If you’re intimidated by curry, bolster your confidence with this recipe, served over lentils. (Don’t fret if the yogurt curdles; this won’t affect the flavor.) A member of the bean family, lentils are high in fiber and cook quickly. Brown rice can also be substituted for the lentils. Serves 4.
- 3 cups water
- 1 cup lentils
- 2 cloves garlic, crushed
- Bring water to boil.
- Add lentils and garlic, cover pot and reduce to simmer for 15-20 minutes, or until lentil are just tender.
- Canola oil spray
- 1 pound skinless, boneless chicken breasts, cut into 1" cubes
- 6-8 cloves garlic, crushed (approximately 3 tablespoons)
- 3 tablespoons fresh ginger root, crushed
- ½ large onion, coarsely chopped (approximately 1 cup)
- 1 medium eggplant, peeled, cut into ½" cubes (approximately 2 cups)
- 1 large zucchini, cut into ½" cubes (approximately 2 cups))
- ½ large red pepper cut into strips
- ½ cup low-sodium chicken stock
- 1 cup nonfat yogurt
- 2 tablespoons curry powder
- Spray large sauté pan with oil. Brown chicken and set aside.
- In same pan sauté garlic, ginger, and onion until onion is translucent, stirring often. Add to chicken.
- Deglaze the pan with 2 tablespoons of chicken stock and add to chicken.
- Spray pan with oil and sauté eggplant, zucchini, and red pepper about 5 minutes, or until vegetables are just tender, stirring often. Add chicken mixture and remaining chicken stock. Cover and simmer 5 minutes.

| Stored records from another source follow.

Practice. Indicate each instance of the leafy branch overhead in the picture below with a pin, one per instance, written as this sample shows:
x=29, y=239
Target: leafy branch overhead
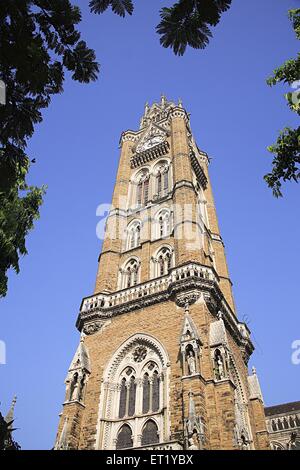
x=286, y=151
x=38, y=43
x=186, y=23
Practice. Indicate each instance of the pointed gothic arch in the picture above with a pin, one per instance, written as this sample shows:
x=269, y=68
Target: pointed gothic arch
x=162, y=223
x=129, y=273
x=133, y=234
x=143, y=362
x=162, y=178
x=162, y=261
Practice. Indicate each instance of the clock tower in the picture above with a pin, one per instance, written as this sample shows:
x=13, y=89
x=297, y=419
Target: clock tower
x=162, y=358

- Remove pan from heat and add yogurt and curry powder, mix thoroughly and serve over lentils.
Per serving: 363 calories, 41 gm protein, 46 gm carbohydrate, 3 gm fat, 1 gm sat fat, 1 gm mono fat, 52 mg cholesterol, 20 gm fiber, 165 gm sodium
THE SEASONED COOK In this dish, we deglaze the pan in step 3 to save the ginger and garlic flavor that may stick to the pan. Asian curries are traditionally garnished with chutney, coconut, chopped parsley, green onions, and even finely chopped fruit.